There, in that lowly room, Grantley Mellen held his wife to his bosom and the last fire of his old wrong impetuous nature, went out forever in thankfulness and tears.



CHAPTER LXXIX.

RECONCILIATIONS.

Elizabeth Mellen was home again—home under her husband's roof, for ever at home in his heart. She sat in her dressing-room. The autumnal sunshine came through its windows, with a rich, golden warmth. A hickory wood fire filled the room with additional cheerfulness, which was scarcely needed, for that awful chill had left her heart for ever. A few days of supreme happiness had given back the peach-like bloom to her cheek and the splendor to her eyes. Full of contentment, all the generous impulses of her character rose and swelled in her bosom, till she longed to share her heaven with anything that was cast down or unhappy.

The door between her room and Elsie's boudoir was open, and through it she could hear a soft, pleading voice amid a struggle of sobs and tears. Prompted by tender sympathy, Elizabeth half-rose from her easy-chair, but fell back again, murmuring:

"No, no, she will best find her way to his heart alone. God help her to be frank and truthful."

Still she listened, and her beautiful face grew anxious, for the sternness of her husband's voice, in answer to those feeble plaints, gave little hopes of conciliation. Directly Mellen came through the boudoir and sat down on a couch near his wife, shading his face with one hand, not wishing her to see how much he was disturbed. Elizabeth arose, bent over him, and softly removed the hand from his eyes.

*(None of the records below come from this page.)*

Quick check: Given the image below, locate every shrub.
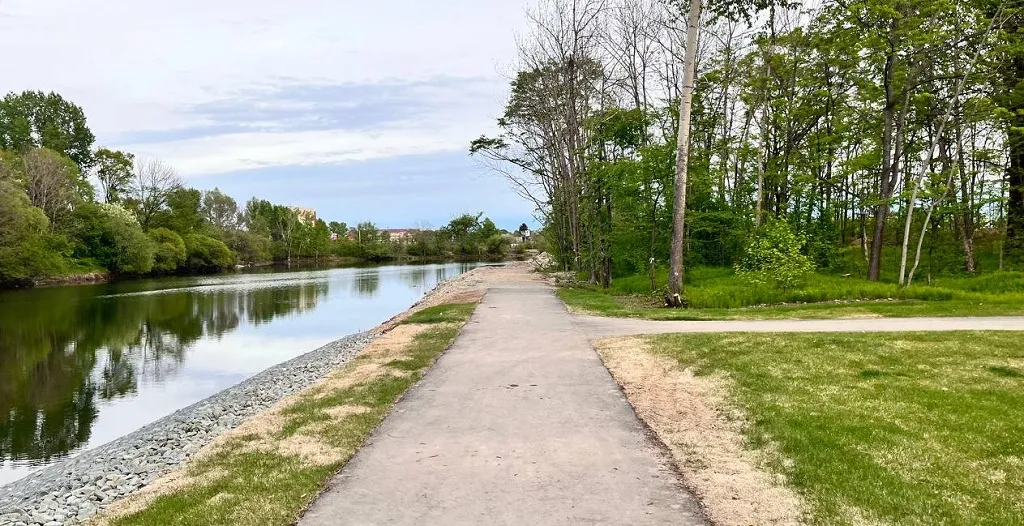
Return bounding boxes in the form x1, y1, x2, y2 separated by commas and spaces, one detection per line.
146, 227, 185, 272
72, 204, 154, 274
0, 180, 65, 282
184, 234, 234, 272
736, 220, 814, 291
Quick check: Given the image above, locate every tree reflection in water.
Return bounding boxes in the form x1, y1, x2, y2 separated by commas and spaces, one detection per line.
0, 277, 327, 463
352, 267, 381, 298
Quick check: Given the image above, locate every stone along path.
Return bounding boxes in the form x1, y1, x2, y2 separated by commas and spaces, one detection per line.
299, 282, 706, 526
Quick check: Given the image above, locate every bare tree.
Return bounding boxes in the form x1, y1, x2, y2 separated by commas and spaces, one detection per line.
126, 159, 181, 229
666, 0, 701, 307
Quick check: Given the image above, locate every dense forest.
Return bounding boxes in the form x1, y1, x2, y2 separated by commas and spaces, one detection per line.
0, 91, 517, 286
470, 0, 1024, 294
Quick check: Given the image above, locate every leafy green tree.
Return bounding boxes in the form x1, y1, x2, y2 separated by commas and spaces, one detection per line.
203, 188, 239, 232
150, 187, 209, 232
0, 91, 96, 167
226, 230, 273, 265
736, 219, 814, 291
93, 148, 135, 203
123, 159, 181, 229
184, 233, 234, 272
71, 203, 154, 274
0, 179, 66, 283
146, 227, 186, 273
22, 148, 92, 229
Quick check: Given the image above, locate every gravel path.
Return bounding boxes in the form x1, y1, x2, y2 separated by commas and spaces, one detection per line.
0, 333, 373, 526
299, 282, 707, 526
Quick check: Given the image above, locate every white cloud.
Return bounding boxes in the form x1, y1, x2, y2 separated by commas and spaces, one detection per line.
126, 117, 468, 172
0, 0, 525, 175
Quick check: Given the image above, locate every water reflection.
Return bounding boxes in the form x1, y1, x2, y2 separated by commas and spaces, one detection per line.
0, 280, 329, 462
0, 264, 476, 485
352, 268, 381, 298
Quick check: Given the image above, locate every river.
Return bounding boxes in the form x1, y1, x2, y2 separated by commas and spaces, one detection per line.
0, 259, 478, 485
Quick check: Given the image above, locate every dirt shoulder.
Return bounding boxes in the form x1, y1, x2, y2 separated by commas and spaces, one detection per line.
594, 337, 804, 526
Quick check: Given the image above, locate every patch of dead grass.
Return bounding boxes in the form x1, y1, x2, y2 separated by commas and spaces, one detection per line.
594, 337, 806, 526
87, 323, 446, 526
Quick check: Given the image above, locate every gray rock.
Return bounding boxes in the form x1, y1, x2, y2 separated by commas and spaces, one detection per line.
0, 333, 373, 526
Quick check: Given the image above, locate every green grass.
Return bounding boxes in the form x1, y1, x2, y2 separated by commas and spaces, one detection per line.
110, 304, 474, 526
401, 303, 476, 323
559, 268, 1024, 319
650, 332, 1024, 526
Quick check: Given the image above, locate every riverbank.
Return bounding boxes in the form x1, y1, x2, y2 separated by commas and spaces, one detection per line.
0, 333, 374, 526
0, 267, 516, 526
8, 255, 516, 292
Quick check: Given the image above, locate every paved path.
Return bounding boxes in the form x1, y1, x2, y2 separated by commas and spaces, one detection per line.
572, 315, 1024, 339
299, 283, 706, 526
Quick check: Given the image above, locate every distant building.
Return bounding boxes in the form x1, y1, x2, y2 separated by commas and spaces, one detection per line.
288, 207, 316, 225
383, 228, 417, 242
519, 223, 529, 243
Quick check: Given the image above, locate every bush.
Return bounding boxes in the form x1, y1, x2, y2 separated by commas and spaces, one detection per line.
736, 220, 814, 291
227, 230, 272, 265
146, 227, 186, 272
0, 180, 66, 282
72, 204, 154, 274
184, 234, 234, 272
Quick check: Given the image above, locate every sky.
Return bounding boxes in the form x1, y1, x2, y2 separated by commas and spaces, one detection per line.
0, 0, 535, 229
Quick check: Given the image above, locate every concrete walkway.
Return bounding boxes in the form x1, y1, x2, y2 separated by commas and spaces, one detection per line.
299, 283, 706, 526
572, 315, 1024, 340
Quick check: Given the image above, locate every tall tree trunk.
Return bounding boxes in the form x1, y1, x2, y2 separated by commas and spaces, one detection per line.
953, 117, 977, 274
666, 0, 701, 307
1006, 115, 1024, 261
867, 48, 896, 281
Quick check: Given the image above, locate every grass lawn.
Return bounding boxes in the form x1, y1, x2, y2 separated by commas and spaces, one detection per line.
96, 298, 475, 526
648, 332, 1024, 525
558, 267, 1024, 319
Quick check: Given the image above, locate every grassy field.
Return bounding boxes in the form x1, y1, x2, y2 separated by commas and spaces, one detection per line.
649, 333, 1024, 525
97, 304, 475, 526
558, 267, 1024, 319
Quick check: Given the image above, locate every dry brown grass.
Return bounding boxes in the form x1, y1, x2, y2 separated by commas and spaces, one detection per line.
594, 337, 805, 526
87, 324, 448, 526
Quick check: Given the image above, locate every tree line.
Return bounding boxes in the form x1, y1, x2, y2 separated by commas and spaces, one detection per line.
470, 0, 1024, 296
0, 91, 513, 286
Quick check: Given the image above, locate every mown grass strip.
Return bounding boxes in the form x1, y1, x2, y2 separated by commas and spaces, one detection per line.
97, 304, 475, 526
558, 267, 1024, 320
649, 332, 1024, 525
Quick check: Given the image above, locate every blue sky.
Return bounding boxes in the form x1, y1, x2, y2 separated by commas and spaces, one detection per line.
0, 0, 532, 228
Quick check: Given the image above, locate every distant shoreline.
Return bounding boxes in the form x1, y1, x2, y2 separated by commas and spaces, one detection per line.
0, 255, 521, 292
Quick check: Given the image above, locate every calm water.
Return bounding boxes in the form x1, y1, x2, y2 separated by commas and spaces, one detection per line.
0, 263, 477, 485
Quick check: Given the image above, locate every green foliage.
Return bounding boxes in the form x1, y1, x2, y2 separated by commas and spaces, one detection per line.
0, 179, 66, 283
0, 91, 95, 166
94, 148, 135, 203
225, 230, 272, 265
202, 188, 239, 232
736, 220, 814, 291
183, 233, 234, 272
150, 188, 210, 232
71, 203, 154, 274
146, 227, 186, 273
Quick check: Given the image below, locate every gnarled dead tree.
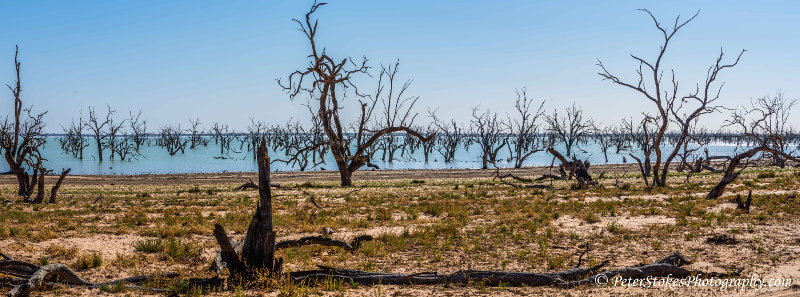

"For my sake, Grantley," she said, "for my sake."

Generous tears filled her eyes, pleading tenderness spoke in her voice. Her lips, tremulous with feeling, touched his forehead.

"For my sake, Grantley."

Mellen lifted his eyes to hers—a mist, such as springs from the unshed tears of a strong man, softened them. She fell upon her knees by his side, laid her head upon his bosom with soft murmurs of entreaty which no living man could have resisted.

Mellen folded her close, and touched his lips to her forehead with tender reverence.

"For your sake, my beloved; what is there that I would not do for your sake?"

"And this forgiveness is perfect," she questioned.

"Her fault from this hour is forgotten, sweet wife."

"It was terrible—more terrible than you dream of. When I tell you that she had engaged herself secretly to Thomas Fuller, even your mercy may be qualified."

Elizabeth withdrew from her husband's arms and bowed her lovely face for a moment in sad thoughtfulness. Then she looked up, smiling faintly.

"Elsie is so thoughtless—she does not mean the wrong she does poor Tom—still we must not be unmerciful, so once more let us forgive her wholly—without reservation."

A knock at the door disturbed them. It was Victoria, who came to announce Mr. Fuller, who was close behind her.

"Elizabeth, I've come back. It was no use trying to stay in that confounded city. To save my life I couldn't do it," he said, pushing by the pretty mulatto and closing the door upon her. "Can I see her now—only for once, you know?"

Elizabeth blushed crimson.

"Oh, Tom, you don't know your——"

"Yes, I do know."

"And still wish to see her?"

"Why not? of course I do; because one—infernal villain—excuse me, I won't talk. Where is she?"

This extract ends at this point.